Optimising rook movement using DP

Question

A rook is a piece in the strategy board game of chess which can move horizontally or vertically through any number of unoccupied squares. More formally in one step, the rook can move in any one of the following directions {UP, DOWN, LEFT, RIGHT}, any number of squares till the squares are unoccupied.

Given the initial location (A, B) of the rook, the final destination (C, D) and the orientation of the chess board, we have to find the minimum number of steps required by the player to move the rook to the desired destination or tell that it is impossible provided all the other pieces on the chess board are stationary.

Unlike the normal chess board, for this problem the chess board is of the dimensions N x M. The orientation of the board is represented as 0/1 2D string array where 0 denotes empty square and 1 denotes occupied square.

My first attempt at this problem is using a standard BFS approach.

from collections import deque
class Solution:

    def solve(self, A, B, C, D, board):
        # @param A, B: (x, y) co-ordinates of start position
        # @param C, D: (x, y) co-ordinates of target position
        # @param board : list of strings
        # @return minimum moves required or impossible

        seen = set()

        def neighbors(i, j):
            @param i, j: co-ordinates of current position
            @return list with all possible valid moves

            nei = []
            x, y = i - 1, j
            while x >= 0 and board[x][y] != '1':
                nei.append((x, y))
                x -= 1

            x, y = i + 1, j
            while x < len(board) and board[x][y] != '1':
                nei.append((x, y))
                x += 1

            x, y = i, j - 1
            while y >= 0 and board[x][y] != '1':
                nei.append((x, y))
                y -= 1

            x, y = i, j + 1
            while y < len(board[0]) and board[x][y] != '1':
                nei.append((x, y))
                y += 1

            return nei

        def bfs(i, j):
            que = deque([(i, j, 0)])

            while que:
                m, n, level = que.popleft()
                seen.add((m, n))

                if m == C and n == D:
                    return level

                for x, y in neighbors(m, n):
                    if (x, y) not in seen:
                        que.append((x, y, level + 1))
                        seen.add((x, y))

            return -1

        return bfs(A, B)

However this approach is not efficient enough as the board can be very large(~1000x1000).

There is a lot of recomputation going on in the bfs approach. How would I write the DP approach with memoization?

Answer 1

Dynamic programming for shortest path problems tends to just look like a shortest path problem on a related graph. Indeed, one way to solve this in O(nm) time would be to make a graph where each node represents not just a position on the board but also which direction the rook is moving in, if any. Each node in the graph has a cost-zero arc to the node representing the next square in the same direction, as well as cost-one arcs to the nodes that represent the same position but with other directions. The number of nodes blows up by a factor of 4 (plus one for the start node) but the number of neighbors drops from O(n + m) to at most 4, which is much sparser than your current graph.

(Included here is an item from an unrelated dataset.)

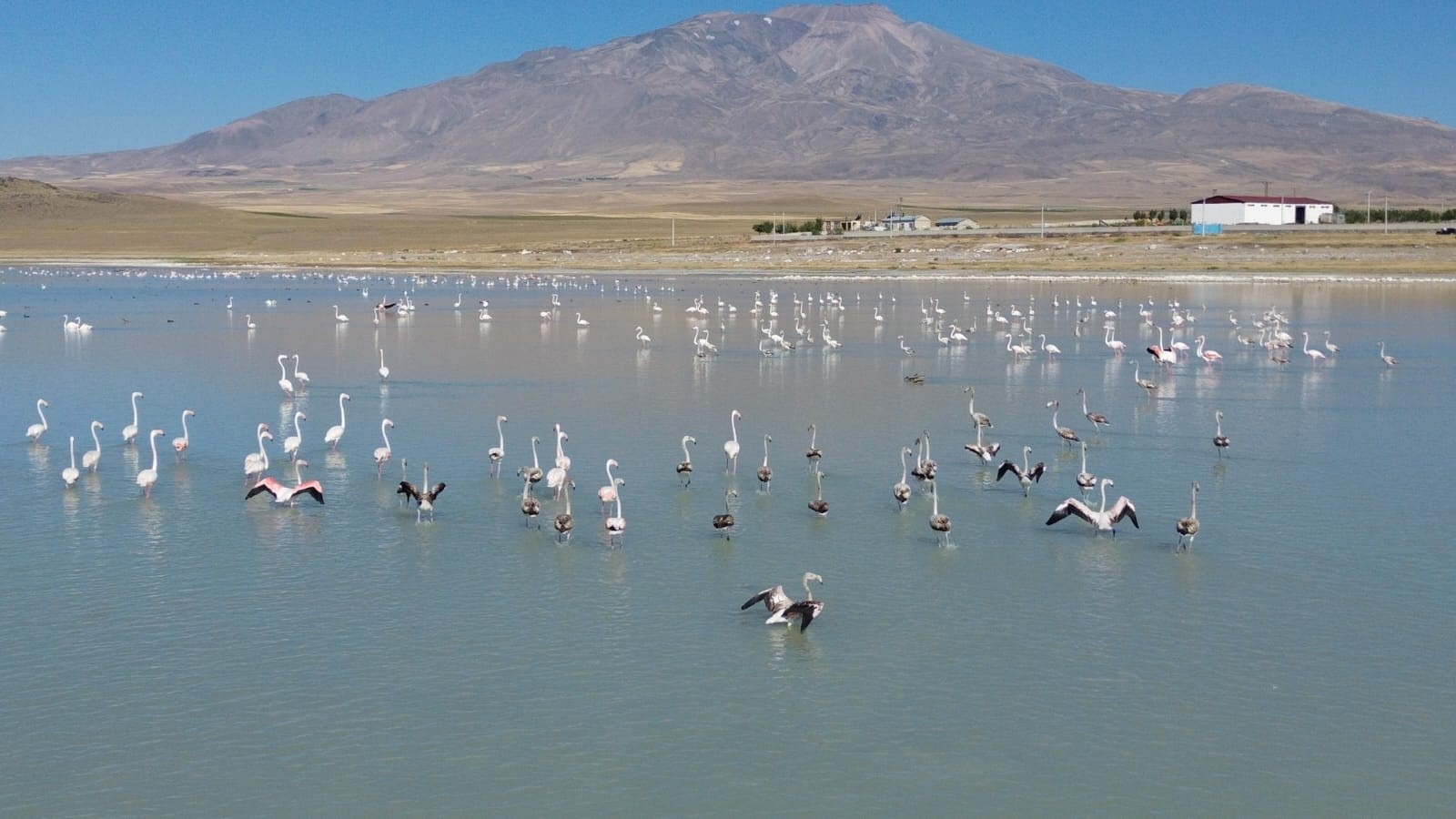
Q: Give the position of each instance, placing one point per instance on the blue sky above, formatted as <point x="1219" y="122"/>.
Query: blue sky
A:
<point x="79" y="77"/>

You need to implement something like Dijkstra's algorithm, but instead of a heap you can use a doubly-linked list. If you're traversing an arc of cost zero, put the head on the front of the list. If it's cost one, put it on the back.

Here's some neighbor-finding code (untested, use at your own risk).

# The start node is (x, y, None).
# Returns a list of pairs (neighbor, edge cost).
def neighbors(node, board):
    x, y, direction = node
    if direction is not None:
        dx, dy = direction
        if 0 <= x + dx < len(board) and 0 <= y + dy < len(board[x + dx]) and board[x + dx][y + dy] != '1':
            yield (x + dx, y + dy, direction), 0
    for newdirection in [(-1, 0), (0, -1), (0, 1), (1, 0)]:
        if newdirection != direction:
            yield (x, y, newdirection), 1

Dijkstra in Python would normally look something like

import heapq

def dijkstra(source, board):
    heap = [(0, source)]
    distance = {}
    while heap:
        cost, node = heapq.heappop(heap)
        if node in distance:
            continue
        distance[node] = cost
        for neighbor, edgecost in neighbors(node, board):
            heapq.heappush(heap, (cost + edgecost, neighbor))
    return distance

If edgecost is always zero-one, then you can do

import collections

def specialdijkstra(source, board):
    heap = collections.deque([(0, source)])
    distance = {}
    while heap:
        cost, node = heap.popleft()
        if node in distance:
            continue
        distance[node] = cost
        for neighbor, edgecost in neighbors(node, board):
            (heap.append if edgecost else heap.appendleft)((cost + edgecost, neighbor))
    return distance